HSV infects keratinocytes in the epidermis of skin via nectin-1. We established a human foreskin explant infection model to investigate HSV entry and spread. HSV1 entry could only be achieved by the topical application of virus via high density microarray projections (HD-MAPs) to the epidermis, which penetrated beyond one third of its thickness, simulating in vivo microtrauma. Rapid lateral spread of HSV1 to a mean of 13 keratinocytes wide occurred after 24 hours and free virus particles were observed between keratinocytes, consistent with an intercellular route of spread. Nectin-1 staining was markedly decreased in foci of infection in the epidermis and in the human keratinocyte HaCaT cell line. Nectin-1 was redistributed, at the protein level, in adjacent uninfected cells surrounding infection, inducible by CCL3, IL-8 (or CXCL8), and possibly CXCL10 and IL-6, thus facilitating spread. These findings provide the first insights into HSV1 entry and spread in human inner foreskin in situ. Author summary: Herpes Simplex Virus (HSV) infects 3.7 billion people globally, leading, in some, to lifelong recurrent disease and co-infection with viruses such as HIV. There is no cure or vaccine. Animal models and in vitro cell lines do not accurately represent the initial events that take place during HSV infection in human genital mucosa. We have successfully established a model of acute HSV-1 infection within explants of human inner foreskin, a common site for sexual transmission. Topical microtrauma penetrating a third of the way into the epidermis was essential for HSV infection, indicating that the two most superficial strata were refractory. There was rapid spread of HSV1 particles through and around epidermal keratinocytes over 24 hours. HSV1 particles also interacted with and were taken up by epidermal Langerhans Cells (LCs) and Dendritic Cells (Epi DCs).
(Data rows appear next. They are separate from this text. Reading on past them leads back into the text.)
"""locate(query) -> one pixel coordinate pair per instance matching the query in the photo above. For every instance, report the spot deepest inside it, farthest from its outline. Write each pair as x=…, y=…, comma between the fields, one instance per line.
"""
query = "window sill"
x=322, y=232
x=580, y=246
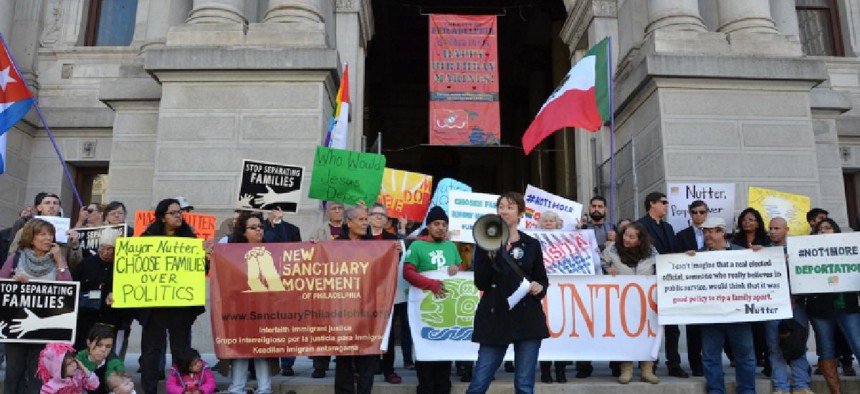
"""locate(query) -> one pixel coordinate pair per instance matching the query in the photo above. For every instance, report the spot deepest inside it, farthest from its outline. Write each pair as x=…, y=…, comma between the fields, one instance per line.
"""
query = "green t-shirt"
x=432, y=256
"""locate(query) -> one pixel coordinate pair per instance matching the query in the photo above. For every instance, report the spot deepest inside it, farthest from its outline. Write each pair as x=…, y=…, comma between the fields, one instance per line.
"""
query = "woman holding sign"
x=634, y=255
x=38, y=258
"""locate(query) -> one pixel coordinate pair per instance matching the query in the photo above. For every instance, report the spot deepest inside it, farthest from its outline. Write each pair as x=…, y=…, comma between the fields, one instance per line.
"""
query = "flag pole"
x=45, y=124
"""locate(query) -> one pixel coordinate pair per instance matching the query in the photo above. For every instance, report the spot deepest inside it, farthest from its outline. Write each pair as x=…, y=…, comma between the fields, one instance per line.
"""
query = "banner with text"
x=204, y=225
x=346, y=176
x=406, y=194
x=38, y=311
x=159, y=272
x=464, y=80
x=465, y=209
x=267, y=186
x=547, y=211
x=720, y=198
x=791, y=207
x=568, y=252
x=723, y=287
x=600, y=318
x=825, y=263
x=299, y=299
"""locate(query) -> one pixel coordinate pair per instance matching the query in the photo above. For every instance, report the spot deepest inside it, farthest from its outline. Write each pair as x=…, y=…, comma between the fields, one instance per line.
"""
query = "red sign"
x=464, y=83
x=297, y=299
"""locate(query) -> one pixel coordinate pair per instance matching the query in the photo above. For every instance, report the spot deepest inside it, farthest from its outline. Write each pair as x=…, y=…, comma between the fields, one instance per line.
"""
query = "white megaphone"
x=490, y=232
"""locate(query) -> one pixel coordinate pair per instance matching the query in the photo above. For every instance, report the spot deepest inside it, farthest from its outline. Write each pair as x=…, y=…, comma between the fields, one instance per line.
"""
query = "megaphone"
x=490, y=232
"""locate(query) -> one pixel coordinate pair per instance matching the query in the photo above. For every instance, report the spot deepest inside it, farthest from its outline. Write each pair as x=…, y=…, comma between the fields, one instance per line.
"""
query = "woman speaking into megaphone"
x=513, y=278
Focal HSV1 infection of keratinocytes induced a redistribution of nectin-1, the HSV entry receptor, in a collar surrounding the foci via specific chemokines which further facilitated viral spread. These results provide an insight into the initial events that lead to HSV1 infection and spread within human genital mucosa and defines a time window of opportunity to target the virus before it enters epidermal nerves and becomes latent. [ABSTRACT FROM AUTHOR]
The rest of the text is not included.